Fast-forward to 2011. Less than two months before the festival, there’s been little effort on All About Beer’s part to make the public aware. No one is in the loop on what they’ve got planned; distributors don’t know what’s going on, the public doesn’t know what breweries will be on hand, and it doesn’t seem like many movers and shakers have been contacted to help make it all happen. They’ve also hired new guns tasked with organizing the whole thing. Though they haven’t had much of a presence in town, they’re now making their rounds to either gauge or try to ratchet up the level of support. They talk to distributors, bloggers, and seemingly anybody willing to grant them an audience.
It appears to have minimal effect. The reaction is neutral to cold. The support network just isn’t there this time around. Why?
Why, with a growing army of beer lovers pledging their allegiance and paychecks to “craft” beer, attending the ubiquitous beer dinners and tastings that were, only years earlier, a thing of lore… why is there a lack of support for this festival in Richmond?
You might not be able to find anyone that will openly admit it, but for various reasons, this year’s festival was met with a lot of skepticism from industry types in this town. This may be inching out on the bough of speculation, but I’m willing to bet that most of it stems from feeling cheated, the feeling that All About Beer is bringing their festival to Richmond, playing by their rules, and when they’re done, they just pack up and leave.
So anyway, there I am, at the end of April, sitting at Mekong with the gents from All About Beer, imbibing our favorite beverage and discussing the upcoming festival. These guys want to know how they can make this year’s festival better than last year’s, ways they can improve the overall experience. They’ve invited several bloggers (and perhaps other online media types) to join, but only a few actually assemble. Their PR person doesn’t show. Tacitly, they would also like support from the local online community in promoting the festival.

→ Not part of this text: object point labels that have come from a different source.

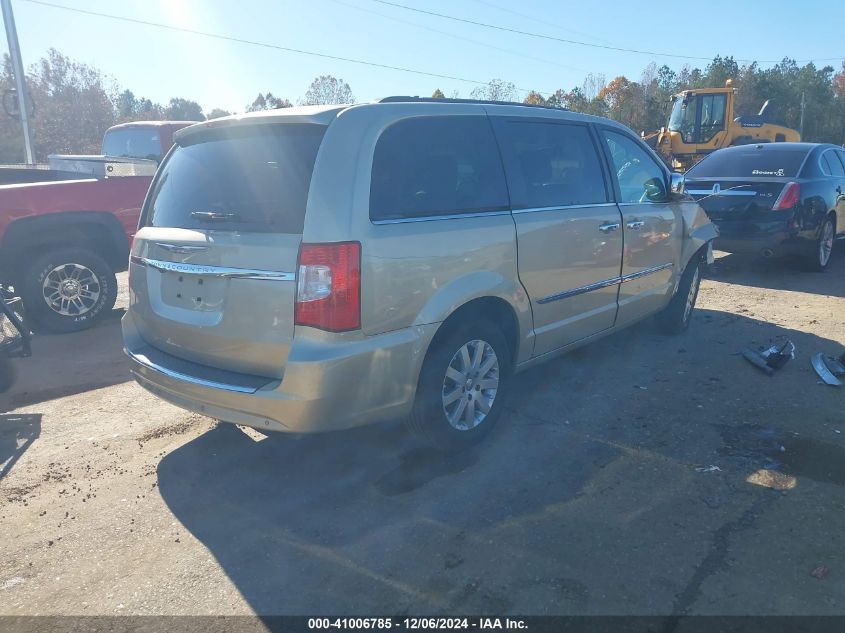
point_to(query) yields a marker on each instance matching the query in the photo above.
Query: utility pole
(20, 78)
(801, 126)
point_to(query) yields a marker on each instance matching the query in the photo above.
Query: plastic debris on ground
(772, 358)
(708, 469)
(829, 368)
(820, 572)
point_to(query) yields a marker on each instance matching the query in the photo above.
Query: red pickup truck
(66, 231)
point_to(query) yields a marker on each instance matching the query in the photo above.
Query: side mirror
(676, 183)
(655, 190)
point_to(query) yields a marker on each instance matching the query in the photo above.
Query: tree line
(643, 105)
(72, 104)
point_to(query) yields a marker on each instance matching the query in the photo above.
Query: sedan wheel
(826, 244)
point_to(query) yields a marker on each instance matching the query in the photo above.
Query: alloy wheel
(470, 385)
(71, 289)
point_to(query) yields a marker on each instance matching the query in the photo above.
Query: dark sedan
(774, 199)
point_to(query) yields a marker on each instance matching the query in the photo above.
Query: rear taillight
(328, 290)
(789, 197)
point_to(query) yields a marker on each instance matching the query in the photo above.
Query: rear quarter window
(248, 179)
(435, 166)
(751, 163)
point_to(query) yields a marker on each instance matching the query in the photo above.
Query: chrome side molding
(213, 271)
(613, 281)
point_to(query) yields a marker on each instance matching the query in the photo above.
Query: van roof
(321, 115)
(325, 114)
(133, 124)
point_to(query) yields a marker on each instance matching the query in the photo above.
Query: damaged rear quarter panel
(698, 230)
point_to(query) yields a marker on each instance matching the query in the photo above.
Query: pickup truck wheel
(462, 386)
(68, 290)
(675, 317)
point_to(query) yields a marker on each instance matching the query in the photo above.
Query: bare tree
(496, 90)
(268, 102)
(326, 89)
(593, 85)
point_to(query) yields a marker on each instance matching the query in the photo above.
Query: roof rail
(407, 99)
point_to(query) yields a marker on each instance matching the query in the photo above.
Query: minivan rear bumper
(330, 382)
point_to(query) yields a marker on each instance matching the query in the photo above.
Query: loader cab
(698, 116)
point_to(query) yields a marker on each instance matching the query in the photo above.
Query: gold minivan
(318, 268)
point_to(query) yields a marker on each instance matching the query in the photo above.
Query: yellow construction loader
(702, 121)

It was openly admitted by the organizers of World Beer Festival that they sometimes have difficulty getting involvement from breweries. That’s not the first time I’d heard this refrain thrown around regarding the festivals. Now, I can’t say for sure, but it could be the demands and requirements that breweries must meet to dole out samples of their products to the public under the auspices of All About Beer. Some individuals more knowledgeable than myself may be able to speak to that.
Regardless, we offer our advice over the course of the conversation, outlining concerns to the representatives from All About Beer along the way. The main issue I raised was the lack of overt and year-round support for the roughly-defined Richmond beer scene. It’s all fine and dandy to shake hands and kiss babies at Mekong every once in a while, but anyone can do that. Some folks, specifically in the savvy beer market, are smart enough to realize when they’re being reeled in.

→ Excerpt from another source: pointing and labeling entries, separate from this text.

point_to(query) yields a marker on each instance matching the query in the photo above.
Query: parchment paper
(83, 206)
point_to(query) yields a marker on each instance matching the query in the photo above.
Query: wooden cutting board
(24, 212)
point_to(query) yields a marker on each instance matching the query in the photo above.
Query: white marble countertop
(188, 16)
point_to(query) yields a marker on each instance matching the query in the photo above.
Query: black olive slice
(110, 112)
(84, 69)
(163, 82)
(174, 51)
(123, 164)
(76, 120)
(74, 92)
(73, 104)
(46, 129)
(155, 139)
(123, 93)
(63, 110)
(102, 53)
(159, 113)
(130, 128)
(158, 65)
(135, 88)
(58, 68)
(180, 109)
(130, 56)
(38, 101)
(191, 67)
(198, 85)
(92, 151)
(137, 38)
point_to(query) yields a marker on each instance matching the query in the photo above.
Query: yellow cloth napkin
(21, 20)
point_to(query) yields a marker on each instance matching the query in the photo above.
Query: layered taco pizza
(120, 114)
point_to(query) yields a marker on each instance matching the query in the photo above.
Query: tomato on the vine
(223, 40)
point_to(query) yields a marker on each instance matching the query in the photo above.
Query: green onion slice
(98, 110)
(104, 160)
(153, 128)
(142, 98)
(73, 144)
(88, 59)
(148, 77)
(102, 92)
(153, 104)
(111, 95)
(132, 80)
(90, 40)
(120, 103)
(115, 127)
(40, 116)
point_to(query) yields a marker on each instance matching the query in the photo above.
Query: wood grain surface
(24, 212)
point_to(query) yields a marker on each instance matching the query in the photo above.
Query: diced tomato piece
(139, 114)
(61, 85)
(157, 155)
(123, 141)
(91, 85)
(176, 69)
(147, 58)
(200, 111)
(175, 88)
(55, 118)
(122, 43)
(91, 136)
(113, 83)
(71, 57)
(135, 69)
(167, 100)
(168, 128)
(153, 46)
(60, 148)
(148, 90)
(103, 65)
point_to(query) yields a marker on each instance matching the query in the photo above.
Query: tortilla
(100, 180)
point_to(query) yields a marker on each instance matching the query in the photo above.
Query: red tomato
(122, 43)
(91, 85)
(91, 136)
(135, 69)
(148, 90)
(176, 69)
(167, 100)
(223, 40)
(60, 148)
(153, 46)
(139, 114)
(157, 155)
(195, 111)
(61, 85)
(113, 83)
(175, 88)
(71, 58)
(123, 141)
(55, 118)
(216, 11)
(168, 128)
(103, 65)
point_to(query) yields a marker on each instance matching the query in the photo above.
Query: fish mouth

In short, it would require a true, sweeping commitment to Richmond as a beer town. But how can you help a town that can’t seem to help itself? With the quick demise of the Shockoe Craft Beer Festival, and a much-rumored but yet-to-be-announced homegrown festival to take its place as the River City’s premier beer event, what’s Richmond to do?
The point is, there are several possibilities as to why we’re not having World Beer Festival in Richmond this year. Whatever the reason(s), the festival has been canceled just days after announcing tickets were available for purchase.
So, now that you’ve gotten your refund, what are you up to June 18th?